What is an AI-native team?
An AI-native team is a team where people and AI agents work from one shared context layer: one versioned, repo-owned, governed record of how the team thinks.
The context layer holds the team's domain language, the constraints that must hold, the decisions behind the system, the conventions it follows, and the guardrails its agents run under. People and agents both read it on every task, and every change to it passes the same review gate. Leji is the open specification for the context layer; the context layer itself is what a team builds with it.
Beyond prompts and tool adoption
Adopting AI coding tools is not the same as being AI-native. Most teams start by writing per-tool instruction files and ad hoc prompts: a rules file for one assistant, a different one for the next, conventions that live in one engineer's head. That makes individual tasks faster without changing how the team operates. An AI-native team moves the operating context out of scattered files and individual memory into one context layer that people and agents share, version, and govern together.
Intent over instructions
An AI-native context captures durable intent, what things mean, what must hold, and why, rather than imperative instructions re-encoded for each tool. Intent outlives any one vendor: when the tools change, the meaning and the constraints stay. People and agents derive the right action from declared intent plus the task in front of them. The rationale explains why durable intent outlasts per-tool instructions.
A circle, not a tier
Context flows in a circle, not down a tier. Human-to-human, human-to-AI, and human-to-AI-to-human are all first-class flows around one context layer. Everyone with access reads all of it, anyone can propose a change, and people approve. Access is the version control system's to grant; restricted context lives in its own permissioned context layer.
An AI-native workflow
An engineer and an agent pick up a task and both load the context layer at the start, so both begin from the same domain language, constraints, and recent decisions. The agent proposes a change to the code and, where the work reveals new intent, a change to the context layer. A person reviews both through the same gate. The context layer stays current because updating it is part of the work, not a separate chore.
How Leji makes it checkable
AI-native is easy to claim and hard to verify. Leji makes the context layer checkable: a leji.json
manifest declares conformance, the reference CLI validates the artifacts against published
schemas, and four conformance levels (core, indexed, governed, and federated) describe
how far a context layer has matured. A team can show where it stands rather than assert it.
Frequently Asked Questions (FAQs)
Is being AI-native just using AI coding tools?

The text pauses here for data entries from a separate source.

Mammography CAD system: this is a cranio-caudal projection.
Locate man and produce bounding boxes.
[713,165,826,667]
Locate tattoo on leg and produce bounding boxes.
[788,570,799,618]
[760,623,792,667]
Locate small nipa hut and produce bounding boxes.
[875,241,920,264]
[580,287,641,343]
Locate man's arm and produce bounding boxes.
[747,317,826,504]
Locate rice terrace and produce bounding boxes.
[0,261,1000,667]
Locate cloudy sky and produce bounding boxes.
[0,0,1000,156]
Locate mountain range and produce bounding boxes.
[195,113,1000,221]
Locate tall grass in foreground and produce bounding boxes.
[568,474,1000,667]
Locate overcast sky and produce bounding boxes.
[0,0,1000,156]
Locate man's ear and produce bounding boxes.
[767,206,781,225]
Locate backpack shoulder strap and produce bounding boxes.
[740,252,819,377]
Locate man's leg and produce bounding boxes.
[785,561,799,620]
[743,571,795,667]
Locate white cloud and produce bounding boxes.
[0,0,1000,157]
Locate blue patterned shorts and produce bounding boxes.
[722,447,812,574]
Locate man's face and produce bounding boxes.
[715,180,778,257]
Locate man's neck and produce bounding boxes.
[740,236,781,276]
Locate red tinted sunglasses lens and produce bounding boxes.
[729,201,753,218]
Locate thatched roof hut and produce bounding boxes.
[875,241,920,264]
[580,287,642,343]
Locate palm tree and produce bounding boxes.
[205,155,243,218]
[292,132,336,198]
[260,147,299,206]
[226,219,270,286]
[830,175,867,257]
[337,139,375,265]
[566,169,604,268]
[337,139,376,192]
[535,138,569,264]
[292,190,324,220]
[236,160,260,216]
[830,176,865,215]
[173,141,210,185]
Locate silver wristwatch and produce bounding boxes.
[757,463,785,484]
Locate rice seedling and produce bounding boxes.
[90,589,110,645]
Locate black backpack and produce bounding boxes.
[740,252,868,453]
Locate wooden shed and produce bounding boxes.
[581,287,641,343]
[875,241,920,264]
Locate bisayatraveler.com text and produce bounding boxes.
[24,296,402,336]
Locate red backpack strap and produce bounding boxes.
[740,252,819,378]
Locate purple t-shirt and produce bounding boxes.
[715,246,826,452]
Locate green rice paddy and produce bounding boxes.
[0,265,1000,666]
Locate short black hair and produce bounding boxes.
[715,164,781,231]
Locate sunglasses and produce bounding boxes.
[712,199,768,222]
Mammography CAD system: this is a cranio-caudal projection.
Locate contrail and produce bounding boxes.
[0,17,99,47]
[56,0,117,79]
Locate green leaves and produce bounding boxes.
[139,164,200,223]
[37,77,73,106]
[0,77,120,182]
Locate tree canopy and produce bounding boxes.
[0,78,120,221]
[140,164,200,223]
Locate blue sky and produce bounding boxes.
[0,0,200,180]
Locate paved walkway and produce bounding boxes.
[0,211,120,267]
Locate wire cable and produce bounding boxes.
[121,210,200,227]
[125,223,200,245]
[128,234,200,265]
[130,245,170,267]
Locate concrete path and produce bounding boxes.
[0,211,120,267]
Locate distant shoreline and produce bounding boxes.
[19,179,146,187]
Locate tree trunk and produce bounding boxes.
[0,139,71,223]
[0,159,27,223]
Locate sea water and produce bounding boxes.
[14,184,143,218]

No. Using AI tools speeds up individual tasks. Being AI-native changes how the team operates: the operating context is shared, versioned, and governed, so people and agents work from the same source. Tool adoption is a step on the way, not the destination.
Does being AI-native require a specific vendor or tool?
No. The context layer is tool-agnostic. Leji standardizes the shape and governance of the context layer, not its contents, and conformance never requires a particular commercial product. Vendor entrypoints are redirects into the one context layer.
What is the difference between Leji and the context layer?
Leji is the open specification. The context layer is what a team builds and owns by following it. Leji standardizes the shape and the governance; the contents are the team's own.
How does an AI-native team keep the context layer from going stale?
Changes to the context layer pass the same review gate as code, and freshness horizons flag context that has aged. Updating the context layer is part of doing the work, so it stays current rather than drifting.